One of the children gasped, “You have your own horse?”

“Yes, my pa gave her to me. But he makes me brush her down every day and I have to take care of her. He says that when you have an animal, you have to take the responsibility of taking care of him.” Jenny sounded enthusiastic as she spoke of her horse and her responsibilities.

Just before Melinda let the students go for the day, she smiled at them and said, “I have learned a lot today. I learned that some of you like to fish, to swim in the lake, to play ball, and even to ride a horse. I also learned that some of you don’t like to milk cows, to sweep floors, and do dishes. I learned that some of you have brothers and sisters and some don’t. Now would you like to know something about me?”

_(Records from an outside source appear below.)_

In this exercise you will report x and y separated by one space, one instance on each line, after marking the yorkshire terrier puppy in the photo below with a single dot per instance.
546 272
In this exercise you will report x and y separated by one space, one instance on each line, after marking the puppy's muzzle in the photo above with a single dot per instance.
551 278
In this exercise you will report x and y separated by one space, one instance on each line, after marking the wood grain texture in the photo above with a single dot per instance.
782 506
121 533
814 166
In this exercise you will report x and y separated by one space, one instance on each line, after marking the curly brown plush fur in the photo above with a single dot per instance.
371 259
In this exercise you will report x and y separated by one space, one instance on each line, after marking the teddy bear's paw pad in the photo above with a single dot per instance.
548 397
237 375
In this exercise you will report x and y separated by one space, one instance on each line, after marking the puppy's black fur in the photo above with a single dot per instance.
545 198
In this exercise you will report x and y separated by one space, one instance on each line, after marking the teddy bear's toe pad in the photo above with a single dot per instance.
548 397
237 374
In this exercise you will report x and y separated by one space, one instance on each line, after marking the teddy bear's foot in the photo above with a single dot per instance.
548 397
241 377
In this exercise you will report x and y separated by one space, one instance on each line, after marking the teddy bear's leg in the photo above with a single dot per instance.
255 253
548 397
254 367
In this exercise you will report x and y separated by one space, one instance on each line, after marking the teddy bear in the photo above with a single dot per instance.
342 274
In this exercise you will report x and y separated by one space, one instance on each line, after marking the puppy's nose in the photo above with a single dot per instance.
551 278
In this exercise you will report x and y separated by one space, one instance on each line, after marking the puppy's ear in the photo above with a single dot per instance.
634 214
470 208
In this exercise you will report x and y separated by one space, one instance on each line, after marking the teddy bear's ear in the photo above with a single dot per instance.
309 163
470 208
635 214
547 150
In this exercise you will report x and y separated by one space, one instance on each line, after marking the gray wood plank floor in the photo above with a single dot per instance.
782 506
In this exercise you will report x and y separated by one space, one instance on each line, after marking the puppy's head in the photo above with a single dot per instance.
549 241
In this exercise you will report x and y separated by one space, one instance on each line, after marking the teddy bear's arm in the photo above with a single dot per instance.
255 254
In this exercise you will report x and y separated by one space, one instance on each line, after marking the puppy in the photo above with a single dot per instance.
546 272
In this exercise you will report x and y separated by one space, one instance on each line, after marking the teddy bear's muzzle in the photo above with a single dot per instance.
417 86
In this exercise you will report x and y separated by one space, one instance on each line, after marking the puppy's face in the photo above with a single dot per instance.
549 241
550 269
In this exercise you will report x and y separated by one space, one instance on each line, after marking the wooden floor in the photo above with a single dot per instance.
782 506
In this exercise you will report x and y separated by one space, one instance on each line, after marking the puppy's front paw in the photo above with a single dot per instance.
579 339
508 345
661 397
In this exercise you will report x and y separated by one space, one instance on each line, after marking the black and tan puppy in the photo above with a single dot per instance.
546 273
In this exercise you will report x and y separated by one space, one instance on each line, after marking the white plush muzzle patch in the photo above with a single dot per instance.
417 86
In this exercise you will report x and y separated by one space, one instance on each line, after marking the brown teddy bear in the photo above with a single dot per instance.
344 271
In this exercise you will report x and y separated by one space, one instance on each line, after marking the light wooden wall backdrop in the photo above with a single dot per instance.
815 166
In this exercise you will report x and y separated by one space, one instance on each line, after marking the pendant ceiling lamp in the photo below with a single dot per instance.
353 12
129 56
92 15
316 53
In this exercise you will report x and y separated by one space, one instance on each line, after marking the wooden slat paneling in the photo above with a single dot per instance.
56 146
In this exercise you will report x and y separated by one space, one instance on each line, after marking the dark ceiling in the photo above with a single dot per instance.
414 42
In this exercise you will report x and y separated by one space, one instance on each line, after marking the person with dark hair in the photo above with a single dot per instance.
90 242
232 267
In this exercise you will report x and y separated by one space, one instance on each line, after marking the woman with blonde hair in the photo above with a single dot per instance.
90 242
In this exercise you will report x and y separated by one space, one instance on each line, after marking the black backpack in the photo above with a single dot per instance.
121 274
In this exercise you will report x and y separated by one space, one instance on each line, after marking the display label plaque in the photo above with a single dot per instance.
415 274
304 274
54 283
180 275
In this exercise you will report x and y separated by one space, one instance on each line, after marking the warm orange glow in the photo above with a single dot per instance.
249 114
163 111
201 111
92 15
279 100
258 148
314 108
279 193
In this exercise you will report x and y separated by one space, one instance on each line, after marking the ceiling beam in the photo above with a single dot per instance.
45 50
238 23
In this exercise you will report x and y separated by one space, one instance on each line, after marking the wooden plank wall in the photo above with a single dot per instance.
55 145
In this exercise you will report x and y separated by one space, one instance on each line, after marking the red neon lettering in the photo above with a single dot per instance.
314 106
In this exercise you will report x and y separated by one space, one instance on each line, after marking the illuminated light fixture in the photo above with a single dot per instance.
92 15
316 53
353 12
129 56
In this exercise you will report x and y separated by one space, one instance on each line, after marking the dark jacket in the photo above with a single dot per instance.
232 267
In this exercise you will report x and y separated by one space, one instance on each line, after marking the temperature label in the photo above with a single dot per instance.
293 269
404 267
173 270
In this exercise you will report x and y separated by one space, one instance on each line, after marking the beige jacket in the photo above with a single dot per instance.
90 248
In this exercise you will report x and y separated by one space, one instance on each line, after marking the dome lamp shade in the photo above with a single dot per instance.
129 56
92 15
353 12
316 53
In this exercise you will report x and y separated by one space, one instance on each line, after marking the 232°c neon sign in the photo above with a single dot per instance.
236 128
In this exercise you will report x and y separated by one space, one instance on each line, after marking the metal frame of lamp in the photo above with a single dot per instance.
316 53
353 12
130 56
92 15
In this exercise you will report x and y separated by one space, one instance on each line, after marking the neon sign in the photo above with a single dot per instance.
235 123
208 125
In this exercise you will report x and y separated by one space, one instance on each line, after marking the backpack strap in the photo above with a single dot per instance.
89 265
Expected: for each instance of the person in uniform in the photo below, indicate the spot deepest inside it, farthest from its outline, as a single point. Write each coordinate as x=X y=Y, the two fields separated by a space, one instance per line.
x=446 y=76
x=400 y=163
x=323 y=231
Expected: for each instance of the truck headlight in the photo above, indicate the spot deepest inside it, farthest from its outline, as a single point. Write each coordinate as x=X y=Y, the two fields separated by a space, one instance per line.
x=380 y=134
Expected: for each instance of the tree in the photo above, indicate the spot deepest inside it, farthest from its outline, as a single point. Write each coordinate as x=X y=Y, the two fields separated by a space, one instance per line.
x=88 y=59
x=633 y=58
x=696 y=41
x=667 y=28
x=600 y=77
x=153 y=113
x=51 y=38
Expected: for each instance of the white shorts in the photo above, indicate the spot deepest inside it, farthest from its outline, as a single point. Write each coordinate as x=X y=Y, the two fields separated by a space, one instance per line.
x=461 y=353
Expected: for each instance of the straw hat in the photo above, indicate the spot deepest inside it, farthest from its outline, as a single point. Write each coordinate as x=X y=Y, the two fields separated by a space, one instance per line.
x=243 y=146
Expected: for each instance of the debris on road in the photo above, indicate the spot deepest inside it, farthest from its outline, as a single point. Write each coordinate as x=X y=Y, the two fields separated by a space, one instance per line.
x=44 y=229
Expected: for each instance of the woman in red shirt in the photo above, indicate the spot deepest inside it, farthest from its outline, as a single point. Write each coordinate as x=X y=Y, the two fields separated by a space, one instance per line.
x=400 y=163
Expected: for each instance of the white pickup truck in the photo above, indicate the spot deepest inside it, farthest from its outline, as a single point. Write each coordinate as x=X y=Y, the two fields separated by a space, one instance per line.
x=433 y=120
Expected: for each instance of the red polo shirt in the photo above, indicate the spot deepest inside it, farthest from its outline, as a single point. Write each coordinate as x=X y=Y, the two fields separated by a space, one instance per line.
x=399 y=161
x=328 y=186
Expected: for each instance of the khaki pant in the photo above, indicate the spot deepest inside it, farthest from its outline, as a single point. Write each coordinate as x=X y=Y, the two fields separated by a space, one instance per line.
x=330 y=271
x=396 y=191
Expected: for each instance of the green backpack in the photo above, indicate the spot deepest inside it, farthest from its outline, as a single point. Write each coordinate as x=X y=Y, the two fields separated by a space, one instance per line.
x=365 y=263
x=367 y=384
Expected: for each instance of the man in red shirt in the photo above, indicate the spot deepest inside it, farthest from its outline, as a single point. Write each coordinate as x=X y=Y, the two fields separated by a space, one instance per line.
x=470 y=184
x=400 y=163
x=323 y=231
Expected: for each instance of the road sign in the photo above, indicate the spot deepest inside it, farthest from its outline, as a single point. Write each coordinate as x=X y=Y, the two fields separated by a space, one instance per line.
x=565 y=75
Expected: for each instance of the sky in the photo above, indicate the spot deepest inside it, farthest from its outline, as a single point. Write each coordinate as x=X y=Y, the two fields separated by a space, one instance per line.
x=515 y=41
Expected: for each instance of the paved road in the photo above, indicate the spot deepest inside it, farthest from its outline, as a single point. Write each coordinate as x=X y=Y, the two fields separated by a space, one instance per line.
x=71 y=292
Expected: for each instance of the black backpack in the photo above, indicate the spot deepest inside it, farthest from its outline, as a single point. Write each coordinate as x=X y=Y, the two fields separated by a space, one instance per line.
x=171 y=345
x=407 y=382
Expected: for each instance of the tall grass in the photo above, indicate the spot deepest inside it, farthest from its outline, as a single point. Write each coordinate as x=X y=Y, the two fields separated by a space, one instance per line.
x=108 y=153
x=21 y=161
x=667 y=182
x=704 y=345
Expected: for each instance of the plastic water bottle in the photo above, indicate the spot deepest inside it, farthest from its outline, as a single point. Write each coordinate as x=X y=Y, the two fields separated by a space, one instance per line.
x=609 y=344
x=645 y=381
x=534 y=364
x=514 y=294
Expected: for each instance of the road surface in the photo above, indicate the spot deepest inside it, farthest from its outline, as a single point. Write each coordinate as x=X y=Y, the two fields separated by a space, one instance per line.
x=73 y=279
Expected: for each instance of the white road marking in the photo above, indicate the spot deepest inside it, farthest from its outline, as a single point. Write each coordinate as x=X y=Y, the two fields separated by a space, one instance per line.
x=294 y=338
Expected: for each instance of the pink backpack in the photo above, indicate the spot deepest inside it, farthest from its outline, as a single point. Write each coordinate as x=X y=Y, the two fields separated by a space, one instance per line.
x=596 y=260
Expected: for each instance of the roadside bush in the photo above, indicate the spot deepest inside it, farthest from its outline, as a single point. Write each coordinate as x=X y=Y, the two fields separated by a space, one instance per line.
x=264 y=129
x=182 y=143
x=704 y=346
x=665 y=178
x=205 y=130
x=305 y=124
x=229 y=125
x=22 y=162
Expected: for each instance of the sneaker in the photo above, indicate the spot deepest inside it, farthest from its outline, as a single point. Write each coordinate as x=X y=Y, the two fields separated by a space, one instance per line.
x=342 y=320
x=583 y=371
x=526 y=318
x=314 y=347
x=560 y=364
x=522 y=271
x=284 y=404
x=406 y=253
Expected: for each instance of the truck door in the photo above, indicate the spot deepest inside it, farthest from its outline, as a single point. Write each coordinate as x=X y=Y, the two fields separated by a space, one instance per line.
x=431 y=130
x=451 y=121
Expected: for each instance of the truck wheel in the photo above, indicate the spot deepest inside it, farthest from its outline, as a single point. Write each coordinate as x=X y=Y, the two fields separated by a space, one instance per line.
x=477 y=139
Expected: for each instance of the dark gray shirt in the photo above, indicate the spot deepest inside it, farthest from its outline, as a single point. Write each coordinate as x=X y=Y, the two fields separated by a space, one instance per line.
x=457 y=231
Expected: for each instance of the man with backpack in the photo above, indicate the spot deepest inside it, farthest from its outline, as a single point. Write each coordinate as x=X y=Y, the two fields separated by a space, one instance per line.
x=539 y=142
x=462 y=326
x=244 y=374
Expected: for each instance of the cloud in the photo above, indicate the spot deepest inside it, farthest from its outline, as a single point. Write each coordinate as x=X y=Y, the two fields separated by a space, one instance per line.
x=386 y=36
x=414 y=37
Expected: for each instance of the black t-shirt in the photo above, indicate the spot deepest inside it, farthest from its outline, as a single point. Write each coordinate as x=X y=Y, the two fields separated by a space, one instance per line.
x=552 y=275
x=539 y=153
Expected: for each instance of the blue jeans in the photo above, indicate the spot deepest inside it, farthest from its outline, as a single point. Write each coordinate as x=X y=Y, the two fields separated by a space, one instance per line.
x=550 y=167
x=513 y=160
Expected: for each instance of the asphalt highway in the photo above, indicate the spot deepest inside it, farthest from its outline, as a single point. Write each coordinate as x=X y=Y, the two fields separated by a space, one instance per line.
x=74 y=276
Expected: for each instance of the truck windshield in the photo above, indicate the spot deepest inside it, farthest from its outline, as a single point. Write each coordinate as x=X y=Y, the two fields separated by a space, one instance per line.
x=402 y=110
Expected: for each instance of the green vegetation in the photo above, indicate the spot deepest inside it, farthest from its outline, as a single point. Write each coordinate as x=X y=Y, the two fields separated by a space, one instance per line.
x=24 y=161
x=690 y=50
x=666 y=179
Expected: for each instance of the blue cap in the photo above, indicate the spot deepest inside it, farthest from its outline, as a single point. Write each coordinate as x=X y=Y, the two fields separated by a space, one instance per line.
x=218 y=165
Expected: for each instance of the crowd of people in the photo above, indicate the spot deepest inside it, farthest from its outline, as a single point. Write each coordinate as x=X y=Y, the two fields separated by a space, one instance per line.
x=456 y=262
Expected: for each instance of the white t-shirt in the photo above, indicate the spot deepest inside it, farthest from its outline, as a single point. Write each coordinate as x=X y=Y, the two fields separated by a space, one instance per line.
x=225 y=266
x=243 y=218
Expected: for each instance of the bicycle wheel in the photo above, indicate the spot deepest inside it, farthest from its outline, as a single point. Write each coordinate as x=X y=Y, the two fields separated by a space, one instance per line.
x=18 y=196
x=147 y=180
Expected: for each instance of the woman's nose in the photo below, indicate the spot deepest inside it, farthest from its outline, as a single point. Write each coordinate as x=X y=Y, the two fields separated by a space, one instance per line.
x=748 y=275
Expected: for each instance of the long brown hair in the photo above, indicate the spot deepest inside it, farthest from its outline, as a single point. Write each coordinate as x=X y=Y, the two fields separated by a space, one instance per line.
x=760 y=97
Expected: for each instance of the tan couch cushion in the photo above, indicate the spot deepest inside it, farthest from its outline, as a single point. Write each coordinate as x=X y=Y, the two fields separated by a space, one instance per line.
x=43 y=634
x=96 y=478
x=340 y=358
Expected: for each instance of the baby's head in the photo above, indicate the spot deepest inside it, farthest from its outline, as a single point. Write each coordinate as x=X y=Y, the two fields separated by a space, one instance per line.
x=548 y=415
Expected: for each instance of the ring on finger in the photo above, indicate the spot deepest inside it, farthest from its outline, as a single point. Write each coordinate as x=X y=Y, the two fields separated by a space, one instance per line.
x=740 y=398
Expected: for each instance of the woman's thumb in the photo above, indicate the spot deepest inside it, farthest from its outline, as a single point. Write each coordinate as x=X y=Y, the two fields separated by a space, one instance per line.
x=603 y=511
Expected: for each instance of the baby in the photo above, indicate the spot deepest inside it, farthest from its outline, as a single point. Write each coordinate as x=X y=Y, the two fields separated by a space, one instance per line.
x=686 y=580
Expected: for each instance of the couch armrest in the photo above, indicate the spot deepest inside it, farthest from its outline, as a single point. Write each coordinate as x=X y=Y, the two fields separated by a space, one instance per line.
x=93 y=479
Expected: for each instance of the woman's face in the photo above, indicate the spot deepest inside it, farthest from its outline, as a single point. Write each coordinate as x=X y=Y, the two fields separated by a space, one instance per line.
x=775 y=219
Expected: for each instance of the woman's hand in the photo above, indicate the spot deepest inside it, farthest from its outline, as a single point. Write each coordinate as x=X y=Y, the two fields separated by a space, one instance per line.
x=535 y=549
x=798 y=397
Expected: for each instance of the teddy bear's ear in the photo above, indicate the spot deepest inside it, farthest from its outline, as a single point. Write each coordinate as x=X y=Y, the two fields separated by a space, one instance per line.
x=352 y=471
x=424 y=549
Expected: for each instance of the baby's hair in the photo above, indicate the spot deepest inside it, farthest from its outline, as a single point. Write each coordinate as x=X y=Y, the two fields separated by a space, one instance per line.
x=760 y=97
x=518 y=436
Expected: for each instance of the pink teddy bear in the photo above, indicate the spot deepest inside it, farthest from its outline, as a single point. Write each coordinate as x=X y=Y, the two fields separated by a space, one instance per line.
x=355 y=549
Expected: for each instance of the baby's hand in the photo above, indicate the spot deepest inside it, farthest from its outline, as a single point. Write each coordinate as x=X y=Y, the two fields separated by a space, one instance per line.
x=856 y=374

The students nodded enthusiastically.

“All right, then.” Melinda began walking up and down the aisles as she spoke, looking at each student as she passed. “I like doing dishes and cleaning the house but I dislike cooking. My favorite subject in school is music. I love to sing and I’ll teach you a song every day. Just before we leave today, I want to teach you a song called ‘Clementine.’ Do any of you know this song?”

Some shook their heads and others nodded.

Melinda walked to the front of the room and taught the class one verse at a time. As they sang, Jenny listened carefully and watched her teacher but did not participate and sing with the class. After going through the song a couple times, Jenny’s confidence rose and she began to sing. In no time at all, Jenny’s voice rang out with joy and excitement. She was not on key most of the time, but that did not matter to Melinda. She had broken the barrier between them. With joy swelling in her heart, she listened as the class sang out:

Oh my darlin’, Oh my darlin’, Oh my darlin’ Clementine. You are gone and lost forever, Oh my darlin’ Clementine.

Author’s Notes:

Jenny’s experience with her former teacher when she was placed behind the bookshelves and the “saying” that her new teacher wrote on the board were taken from an actual experience. In reality, the teacher’s daughter had written home, telling her mother of an inspirational talk she had heard by a church leader. He had said, “I love you even if you spit on me every day. I would love you more because you need it more” (Anonymous). The teacher, in turn, wrote the “saying” on the blackboard, hoping to inspire love and understanding among her students. It worked! The children giggled at the statement, but learned what she was trying to teach them. This experience stayed with me so powerfully that I included it in my novel.